What does transformation mean to you?
I think it is creativity in its very purest form. It’s not just human, animals do it too. Climate change is clearly our error. But you can observe how animals use their creativity to deal with that. Another example, if you watch horrible images of wars on TV you can use your creativity to transform your response. This isn’t exactly escapism, its art.
Is there any message that you’d like people who experience your performance to come away with?

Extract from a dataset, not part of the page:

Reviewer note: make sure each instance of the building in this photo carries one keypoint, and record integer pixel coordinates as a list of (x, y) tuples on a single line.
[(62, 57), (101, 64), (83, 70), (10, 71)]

It’s a fantasy, a projection, but I always love to think that when people leave the performance they start to notice the buildings, the city, monuments that were built with human hands, and look at them differently and question what will happen when all of this becomes obsolete, when our cities all disappear at some point in time. Going way further into the future to imagine when Barcelona becomes a ruin, like the dinosaurs who once ruled the earth and are now a few bones in a museum. There’s always something very universal about the play but I’m wondering what people will say about it in Barcelona.